Apic – Interview
Grave recul de la démocratie dans la «Suisse du Moyen-Orient»
Jacques Berset, Apic
Genève, 22 octobre 2003 (Apic) En proie à une sévère crise économique qui provoque l’émigration d’une jeunesse sans perspectives, sa souveraineté limitée par la présence sur son sol de 20’000 soldats syriens, le Liban n’est plus la «Suisse du Moyen-Orient» de jadis. «Nous souffrons d’une grave régression de la démocratie», a déclaré à l’Apic le cardinal Nasrallah Boutros Sfeir, patriarche maronite d’Antioche et de tout l’Orient.

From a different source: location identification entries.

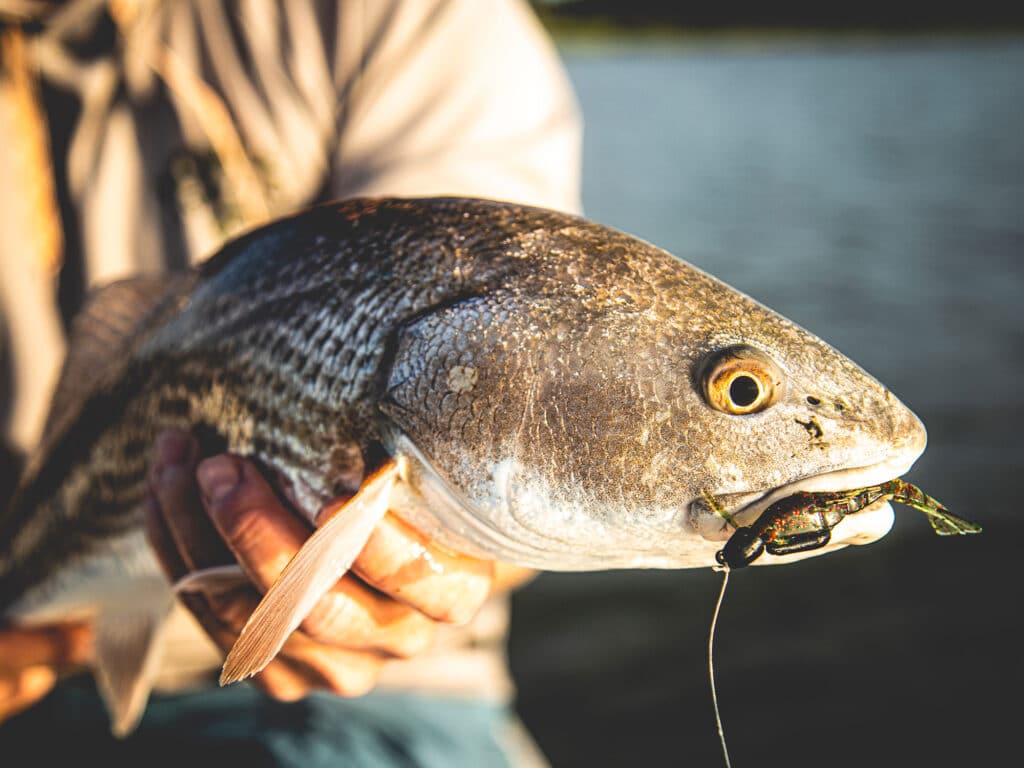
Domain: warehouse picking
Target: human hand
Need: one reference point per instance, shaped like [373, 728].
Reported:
[31, 658]
[221, 511]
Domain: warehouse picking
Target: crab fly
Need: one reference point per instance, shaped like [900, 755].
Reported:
[804, 521]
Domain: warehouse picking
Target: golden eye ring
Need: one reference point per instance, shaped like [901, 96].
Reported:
[740, 381]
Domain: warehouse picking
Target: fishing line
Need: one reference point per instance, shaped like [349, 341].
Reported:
[711, 663]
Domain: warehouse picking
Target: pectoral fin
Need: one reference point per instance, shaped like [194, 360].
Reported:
[127, 653]
[214, 581]
[316, 566]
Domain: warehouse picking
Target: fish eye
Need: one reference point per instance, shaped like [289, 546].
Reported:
[740, 380]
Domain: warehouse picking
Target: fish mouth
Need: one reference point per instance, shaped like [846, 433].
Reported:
[866, 525]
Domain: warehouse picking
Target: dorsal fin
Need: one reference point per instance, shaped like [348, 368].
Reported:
[113, 322]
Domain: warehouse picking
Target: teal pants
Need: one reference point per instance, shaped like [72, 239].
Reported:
[239, 726]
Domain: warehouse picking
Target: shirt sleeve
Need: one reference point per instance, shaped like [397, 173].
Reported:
[454, 97]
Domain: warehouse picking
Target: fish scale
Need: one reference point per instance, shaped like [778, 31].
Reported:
[517, 384]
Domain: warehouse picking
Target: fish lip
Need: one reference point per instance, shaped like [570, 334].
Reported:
[714, 526]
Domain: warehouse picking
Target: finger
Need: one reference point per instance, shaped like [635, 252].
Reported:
[265, 536]
[303, 663]
[56, 645]
[346, 673]
[279, 680]
[400, 562]
[23, 690]
[255, 525]
[172, 480]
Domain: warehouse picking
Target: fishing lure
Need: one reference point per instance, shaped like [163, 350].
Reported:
[804, 521]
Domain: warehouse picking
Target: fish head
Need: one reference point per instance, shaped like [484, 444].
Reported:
[606, 404]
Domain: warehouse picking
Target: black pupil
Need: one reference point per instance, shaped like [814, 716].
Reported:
[743, 390]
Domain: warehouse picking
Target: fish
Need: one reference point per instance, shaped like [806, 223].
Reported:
[516, 383]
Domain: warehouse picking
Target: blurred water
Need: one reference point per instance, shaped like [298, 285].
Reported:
[873, 194]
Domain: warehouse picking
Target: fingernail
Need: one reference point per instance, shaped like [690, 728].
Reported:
[172, 448]
[217, 477]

76e chef de l’Eglise maronite et 3e cardinal issu des rangs de cette ancienne Eglise d’Orient toujours restée unie à Rome, le patriarche maronite est de passage en Suisse du 20 au 23 octobre. Outre les rencontres prévues avec des responsables politiques et religieux, le cardinal Sfeir visite la communauté maronite, mais également les autres membres de la diaspora libanaise présente sur sol helvétique, soit près de 10’000 personnes, toutes confessions confondues. Chef spirituel, le leader maronite joue également un rôle de chef politique et incarne la nation libanaise bien au-delà de sa propre communauté.
Le cardinal Sfeir a accordé un entretien le 20 octobre aux membres de l’Association suisse des journalistes catholiques (ASJC) et à des représentants des médias libanais. Il en a profité pour parler des défis qu’affronte en ce moment son pays soumis à la tutelle syrienne, mais également aux menaces récurrentes d’Israël, pays avec lequel il n’y a pas encore de traité de paix. Le patriarche a souligné la convivialité et le pluralisme dans lesquelles vivent les 18 communautés religieuses reconnues par l’Etat libanais et l’importance de la survie de la chrétienté au Liban pour l’avenir du dialogue islamo-chrétien.
Apic: Cardinal Sfeir, vous relevez que les rapports avec la Syrie, que vous qualifiez pourtant de «pays ami et frère», se détériorent à cause de sa présence militaire sur sol libanais depuis les accords de Taëf du 22 octobre 1989…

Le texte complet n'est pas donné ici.